- Student
- 26/09/2013
Landelijk convenant moet studerende topsporter helpen
De TU/e is maandag aanstaande één van de ondertekenaars van een landelijk convenant dat studerende topsporters moet helpen sport en studie beter op elkaar af te stemmen. Voor de TU/e, die al jaren een topsportregeling kent, verandert er volgens topsportcoördinator Wim Koch “bijna niks, maar het is goed dat een en ander landelijk wordt geformaliseerd”. Volgens Koch heeft de TU/e bij het opstellen van het convenant deels een voorbeeldfunctie gehad.

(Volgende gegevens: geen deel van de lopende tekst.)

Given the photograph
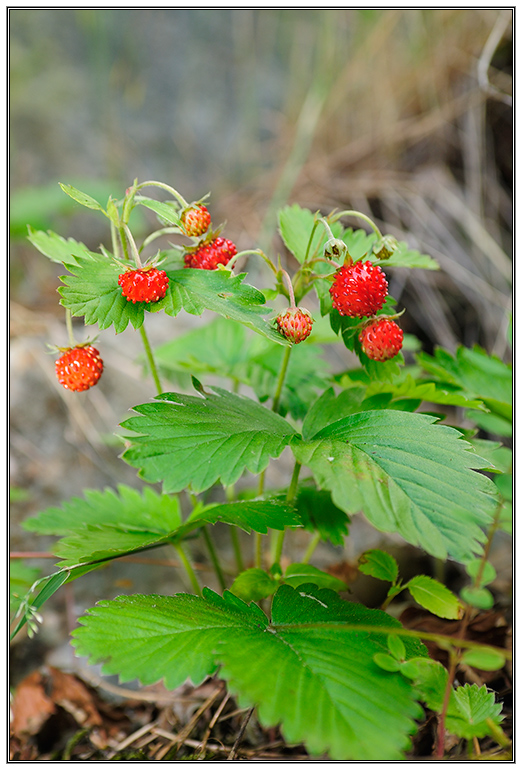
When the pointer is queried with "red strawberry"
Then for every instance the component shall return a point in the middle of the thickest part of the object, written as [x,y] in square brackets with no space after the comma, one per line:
[195,220]
[79,368]
[359,289]
[209,255]
[381,339]
[295,324]
[145,285]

Het actieplan Flexibel Onderwijs Topsporters (FLOT), zo heet het convenant dat maandag in Utrecht wordt ondertekend, voluit. Behalve hogescholen en universiteiten zetten onder andere ook NOC*NSF, twee ministeries en vier centra voor topsport en onderwijs hun handtekening er onder.
De drie speerpunten in het convenant zijn competentiegericht onderwijs, flexibel onderwijs en financiële ondersteuning, vertelt Koch. “Zorg dat een topsporter de studie kan doen die hij van nature graag zou wíllen doen, die bij hem of haar pást - ook met het oog op de maatschappelijke carrière die iemand na zijn topsportcarrière moet kunnen opbouwen. Maak het mogelijk om eventueel plaats- en tijdsonafhankelijk te kunnen studeren en geef financiële ondersteuning als iemand door zijn sport studievertraging oploopt en geen recht meer heeft op een beurs”, verduidelijkt Koch, directeur van het Studentensportcentrum en voorzitter van de onderwijsgroep van CTO Eindhoven (Centrum Topsport en Onderwijs).
Het convenant is bovenal een intentieverklaring, zonder harde afspraken. Koch: “Elke universiteit of hogeschool heeft weer een andere onderwijsstructuur, iedereen moet dat op zijn eigen manier inrichten.” Gekoppeld aan het convenant wordt ook een nationale stuurgroep opgericht -waarvan Koch mogelijk deel gaat uitmaken, die gaat monitoren waar onderwijsinstellingen tegenaan lopen als het gaat om het faciliteren van hun topsportende studenten.
Aan de TU/e krijgen momenteel in de twintig studenten begeleiding vanuit de topsportregeling, de één intensiever dan de ander. Onder hen is volgens Koch een aantal “echte toppers” zoals judoka Sanne Verhagen en roeister Lisa Scheenaard.
Studiekiezers of studenten die in aanmerking willen komen voor begeleiding vanuit de TU/e, moeten aan verschillende criteria voldoen. Zo moeten ze een topsportstatus hebben (“dit wordt bepaald door bijvoorbeeld de bond of NOC*NSF”), moeten ze kunnen aantonen dat ze te maken hebben met een intensief trainings- en wedstrijdprogramma en moet een student nadrukkelijk zijn ambitie uitspreken, zowel betreffende zijn sport als studie. Koch: “Als studerende topsporter ben je feitelijk met twee topopleidingen bezig; dat heeft een belasting tot gevolg die bijna geen enkele andere student heeft.”